Il progetto è stato cofinanziato dall’ Unione Europea tramite il Programma diritti fondamentali e Cittadinanza, per una durata di 23 mesi, dal 10 gennaio 2011 al 10 novembre 2012. Sono stati coinvolti ottomila soggetti, mentre sono 2.197 i ragazzi volontari che hanno partecipato. Sono stati organizzati 134 laboratori, ai quali hanno partecipato più di 2700 persone, di cui almeno 2000 rumeni che vivono in Italia. Grazie ai 264 workshop tra Roma e Brasov 5.500 genitori romeni sono stati sensibilizzati rispetto alle conseguenze della separazione prolungata dai propri figli di crescere un figlio. In 172 casi, il progetto ha garantito un supporto psicologico e sociale a nuclei in difficoltà, mentre altri 134 sono stati assistiti da mediatori sociali. Al centro del progetto ci sono bambini e adolescenti romeni, rom e non, abbandonati in Romania o a rischio di abbandono o di trascuratezza in Romania e in Italia.Le aree di intervento sono state: Milano (gestita dall’associazione Bambini In Romania – B.I.R.), Roma (Spirit Romanesc Onlus), Brasov e Rimnicu Valcea (Inima Pentru Inima Foundation –I.P.I.), invece la formazione dei mediatori è stata gestita dall’associazione Interculturando. 
Lo studio ha indagato, in particolare, le conseguenze del percorso migratorio che costringe molte donne a lavorare migliaia di chilometri lontane dai propri figli.
“La vergogna è la prima emozione che emerge dal nostro lavoro – sottolinea Fabio Grimaldi, psicoterapeuta dell’associazione Spirit Romanesc Onlus -.Questa emozione è direttamente collegata al rapporto che queste donne sono riuscite a costruire con i propri figli. Situazioni di alta conflittualità presenti all’interno delle famiglie che va ben oltre il gap generazionale tipico tra genitori e figli”. Le storie sono spesso molto simili: la mamma lascia il proprio figlio in Romania, per venire a lavorare in Italia. Tutto ciò comporta una difficoltà a gestire poi il rapporto con i figli. “Tutto questo, però, non viene messo in connessione con il processo migratorio, con gli strappi emotivi che i figli hanno subito – aggiunge lo psicoterapeuta -. Di fatto differenze sostanziali nella gestione delle relazioni coi figli emergono quando si esplora il tempo e i modi delle separazioni.
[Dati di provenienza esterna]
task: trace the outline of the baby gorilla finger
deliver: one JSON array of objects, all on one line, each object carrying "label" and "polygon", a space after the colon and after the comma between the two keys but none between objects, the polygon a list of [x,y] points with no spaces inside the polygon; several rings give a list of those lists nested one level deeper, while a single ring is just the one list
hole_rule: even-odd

La figlia che a tre anni ha raggiunto la mamma in Italia cercherà il conflitto negli stili educativi, sfidando la cultura materna e sposando quella italiana, vivendo come drammatici i viaggi in Romania, cercando però la madre nei momenti di difficoltà. Di contro, chi in adolescenza inoltrata ha raggiunto la mamma, ne accetterà le carezze ma fuggirà a qualsiasi forma di integrazione, salterà la scuola e non avrà amici, se non in Romania.” 
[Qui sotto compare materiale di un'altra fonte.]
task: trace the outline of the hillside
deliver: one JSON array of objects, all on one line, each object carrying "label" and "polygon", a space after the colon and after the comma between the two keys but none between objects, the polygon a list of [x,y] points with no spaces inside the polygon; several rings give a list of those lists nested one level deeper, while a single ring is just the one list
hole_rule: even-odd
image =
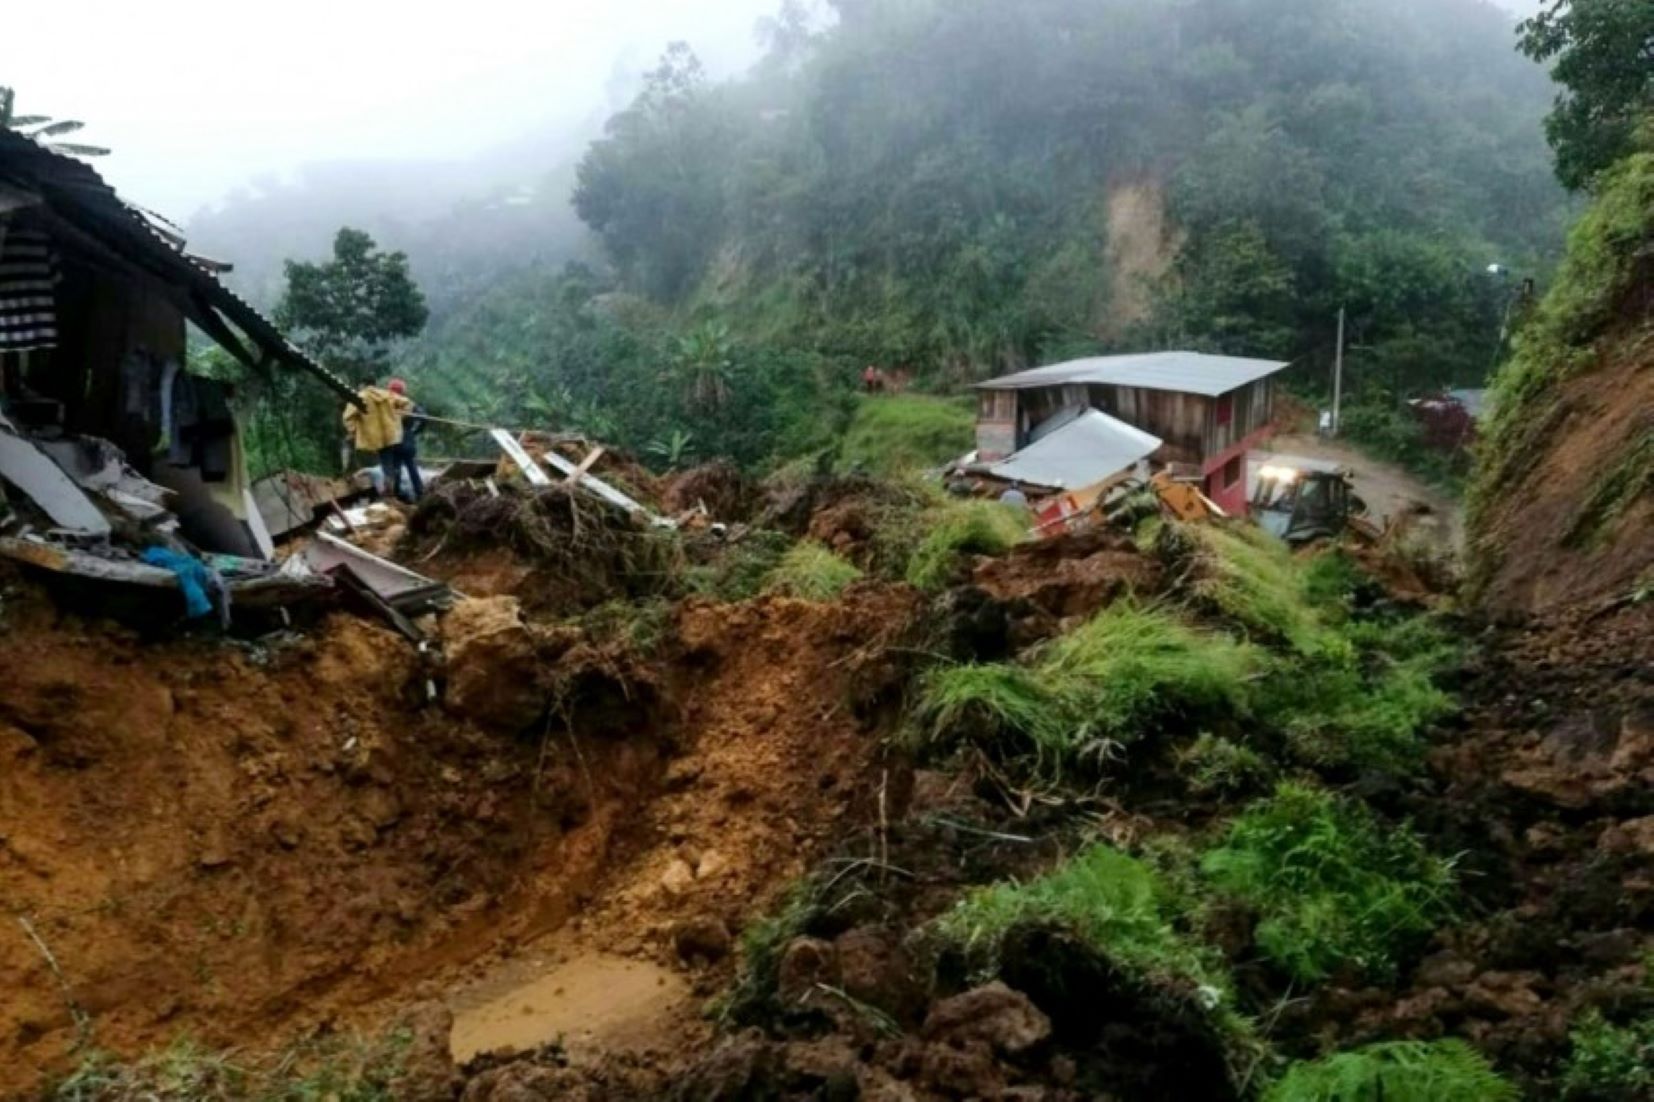
[{"label": "hillside", "polygon": [[[607,263],[438,319],[403,365],[424,392],[756,461],[821,446],[756,404],[842,423],[868,362],[943,386],[1177,345],[1319,386],[1342,305],[1350,396],[1382,403],[1480,384],[1509,296],[1488,264],[1545,270],[1570,213],[1552,85],[1481,0],[810,10],[740,80],[668,51],[579,167]],[[716,408],[684,382],[707,363]]]},{"label": "hillside", "polygon": [[1654,155],[1621,164],[1494,384],[1471,498],[1501,612],[1646,589],[1654,567]]}]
Una volta arrivati in Italia, dunque, questi bambini rischiano di cadere in un nuovo isolamento “che inizia gradualmente per poi diventare una vera e propria reclusione senza possibilità di un contatto con la società – aggiunge Grimaldi – Le ragioni partono probabilmente da una forte insicurezza tale da determinare la paura di “non essere all’altezza” per cui evitando il confronto con gli altri si evita ogni fonte di ansia”. ” Ma alla base dei conflitti c’è il distacco vissuto per anni, un locus completamente disgiunto dal processo migratorio – continua -. L’inconsapevolezza, dunque, che una distanza fisica possa generare distanza affettiva, che questo possa avere conseguenze nella relazione con i figli, e soprattutto l’assoluta quiescenza rispetto alla capacità dei figli di comprendere la decisione di allontanarsi da loro. Chi, attento genitore, considera il malessere del figlio, non prende in considerazione la possibilità che lo sforzo profuso, il sacrificio e l’abnegazione legata alla migrazione possa essere origine di crisi nello sviluppo psichico del figlio, cortocircuitando tra l’altro il proprio processo di integrazione”.